Santiago es muy concreto, no teoriza divagando. El mal del mundo es consecuencia lógica de nuestro mal hacer. El pecado personal, aun el más oculto, ensucia el mundo. Existe con frecuencia gran corrupción en el ámbito de los poderosos. Nuestro pequeño mal hacer, contamina y facilita el gran mal hacer de los grandes malos hombres. Guerras y quiebras fraudulentas, se originan en minúsculos malos vicios personales. Es tan concreto y claro el sentido del texto, que no me atrevo a añadir nada más.


Os decía al principio que paso unos días por estas tierras que un día Jesús pisó. Caminó Él más que nosotros, por mucho que nos toque ir de un sitio a otro. Pero Él no podía tomar un taxi, cosa que nosotros hacemos de cuando en cuando. Ya os lo he dicho otras veces, que las películas que narran la vida del Señor, nos lo presentan, generalmente, como un inquieto trotamundos. El texto del evangelio de la misa de hoy, nos dice explícitamente que intimaba con sus discípulos, que se preocupaba de instruirlos, que no era un despreocupado de los que le seguían. Era el Maestro por excelencia. Ahora bien todos los que hemos ejercido la docencia, sabemos que la mayor satisfacción consiste en enseñar al que no sabe y quiere aprender, pero exactamente hay que afirmar, que el mayor suplicio es pretender enseñar al que no presta atención, al que no le interesa aprender. Es lo que le ocurrió a Jesús aquel día.
Quiso el Señor desvelarles algo de lo que se le avecinaba y al cabo de un rato se enteró que no le habían querido escuchar, enfrascados como estaban, en cavilar quien era el más importante. Como veis eso de fardar y ambicionar viene de antiguo.


Un niño al que nadie ha corrompido, es el ser más maravilloso que uno pueda encontrar. En realidad, cada uno de nosotros, cuando lo éramos, también gozábamos de candor e ingenuidad admirables. Pero después hemos ido ahogando aquello que ennoblecía nuestro comportamiento.
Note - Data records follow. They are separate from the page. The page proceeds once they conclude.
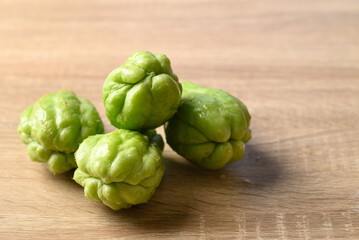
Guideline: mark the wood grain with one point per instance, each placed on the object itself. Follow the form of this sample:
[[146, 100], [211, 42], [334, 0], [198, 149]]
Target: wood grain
[[294, 64]]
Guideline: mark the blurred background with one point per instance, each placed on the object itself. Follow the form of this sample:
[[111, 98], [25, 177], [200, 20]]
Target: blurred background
[[295, 64]]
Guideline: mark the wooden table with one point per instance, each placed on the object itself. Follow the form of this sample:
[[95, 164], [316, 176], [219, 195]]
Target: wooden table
[[295, 64]]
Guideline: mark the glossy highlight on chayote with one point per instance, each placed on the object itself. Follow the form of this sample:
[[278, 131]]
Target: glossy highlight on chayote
[[54, 127], [143, 93], [121, 168], [210, 128]]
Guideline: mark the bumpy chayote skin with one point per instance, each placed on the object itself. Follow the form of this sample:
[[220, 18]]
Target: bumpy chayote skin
[[210, 128], [143, 93], [54, 127], [121, 168]]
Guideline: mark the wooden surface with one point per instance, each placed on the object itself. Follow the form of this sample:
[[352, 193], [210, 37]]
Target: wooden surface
[[295, 64]]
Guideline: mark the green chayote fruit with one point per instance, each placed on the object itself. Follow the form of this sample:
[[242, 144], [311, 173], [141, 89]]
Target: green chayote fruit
[[143, 93], [54, 127], [210, 128], [121, 168]]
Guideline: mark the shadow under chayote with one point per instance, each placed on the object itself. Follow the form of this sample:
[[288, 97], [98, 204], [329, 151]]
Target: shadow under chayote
[[187, 191]]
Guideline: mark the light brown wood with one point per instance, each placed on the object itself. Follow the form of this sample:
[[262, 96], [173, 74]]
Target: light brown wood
[[295, 64]]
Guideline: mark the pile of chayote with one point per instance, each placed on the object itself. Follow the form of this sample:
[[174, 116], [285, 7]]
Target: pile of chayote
[[207, 126]]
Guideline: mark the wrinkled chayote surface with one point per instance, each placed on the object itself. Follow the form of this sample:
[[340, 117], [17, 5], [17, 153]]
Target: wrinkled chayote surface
[[210, 128], [121, 168], [54, 127], [143, 93]]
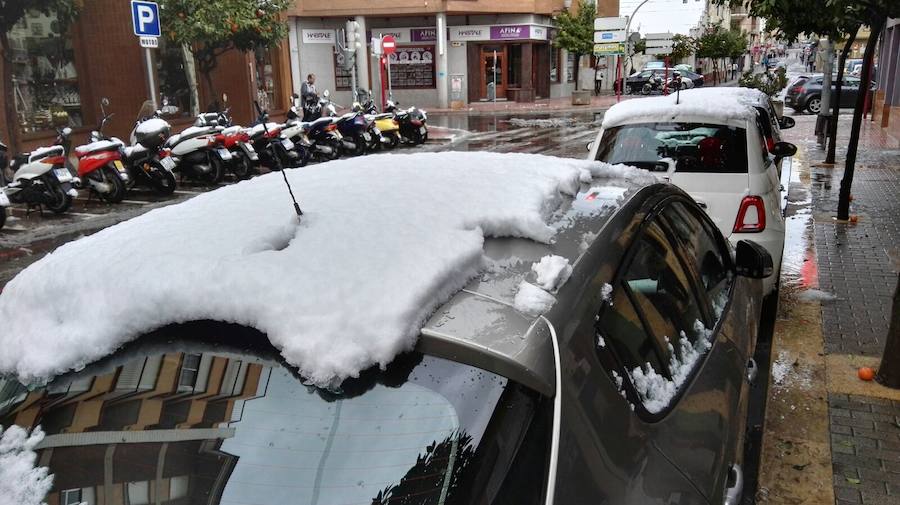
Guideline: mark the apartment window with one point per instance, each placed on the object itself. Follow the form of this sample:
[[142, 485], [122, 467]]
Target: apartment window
[[70, 497], [554, 64], [189, 371], [570, 67], [44, 75]]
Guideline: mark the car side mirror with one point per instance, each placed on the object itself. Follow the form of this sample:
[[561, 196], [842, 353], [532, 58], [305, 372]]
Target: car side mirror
[[753, 260], [785, 122], [784, 149]]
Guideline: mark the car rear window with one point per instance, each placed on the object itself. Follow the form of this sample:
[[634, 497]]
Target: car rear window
[[200, 427], [692, 147]]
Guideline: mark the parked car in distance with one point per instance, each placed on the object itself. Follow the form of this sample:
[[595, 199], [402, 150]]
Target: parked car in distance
[[713, 145], [635, 82], [805, 95], [490, 404]]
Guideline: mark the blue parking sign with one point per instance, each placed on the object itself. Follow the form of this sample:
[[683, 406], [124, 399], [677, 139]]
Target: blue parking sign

Es preciso recobrar el niño que llevamos dentro. Es el mejor antídoto para no dejarse ensuciar espiritualmente. Pero es que cada criatura está impregnada del cariño de Dios. De aquí que el acogerla es albergar al Señor que nos enriquece.


No se trata de ser inmaduro irresponsable. Hay que atreverse a vivir sin malicia, sin desconfianza, sin engaño. Es entonces cuando uno se siente impregnado de Dios.